On Monday, June 19, financial services firm Cowen & Co. wrote in a research note that the overlap of Costco and Amazon Prime members grew from 28% in 2013 to 64% in the second half of 2017. The percentage of people who only carry Costco memberships, however, dropped from 14% to 8% in 2013.
Additionally, those who hold both Costco and Amazon Prime memberships have reportedly been visiting Costco stores less often over the past several quarters. Cowen & Co. also noted that for the first time in three quarters, the number of households holding a Costco membership dropped from the previous year. Analysts at Cowen & Co. expect this drop to continue.
While it remains to be seen how Amazon will change Whole Foods (there have already been reports that the giant online retailer is considering cutting jobs and prices at the supermarket chain to compete with stores like Walmart), Fortune suspects that the Amazon-Whole Foods merger “could very well be the birth of a power player in the grocery space.”

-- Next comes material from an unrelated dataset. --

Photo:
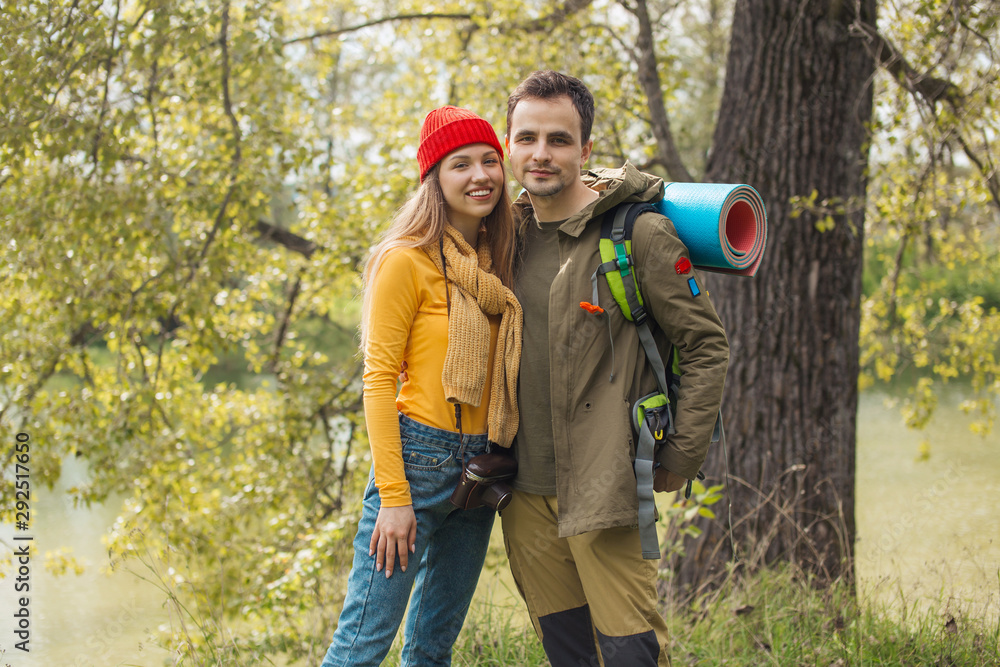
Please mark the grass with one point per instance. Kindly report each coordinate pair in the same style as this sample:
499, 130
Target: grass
776, 616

If the nearly $14 billion proposed merger is approved, it could deliver a fatal blow to Costco. Deutsche Bank analysts downgraded its rating of the company from “buy” to “hold”; and in trading Monday, its shares fell 1.7% to $164.30. In a note to clients, Deutsche Bank analyst Paul Trussell wrote, “The Whole Foods Market acquisition represents a game changer with Costco’s competitive moat in grocery under greater threat…The pipeline of positive catalysts has played out and the competitive backdrop is intensifying with Amazon & Wal-Mart accelerating in-store and online efforts and innovation.” Trussell fears Costco members will now switch to Amazon because Costco’s digital platform lags behind peers, which puts membership renewal at risk for decline.
Of course, this is all speculation. Because most corporate mergers fail and because Whole Foods caters to a different consumer market (i.e. affluent people who don’t mind spending a fortune for organic food vs. people and businesses who like to buy staple products in bulk), Costco may not suffer as much as is being surmised. Citing the retailer’s unique private-label products and its “treasure hunt atmosphere” as benefits, Cowen & Co. are confident Costco will survive Amazon’s onslaught.
Per analyst Oliver Chen, Cowen & Co. believes “COST’s vertical integration capabilities, low price leadership given a fixed low merchandise margin model, & gas and organic food penetration are factors which will drive continued consistency in the generation of positive physical store traffic.”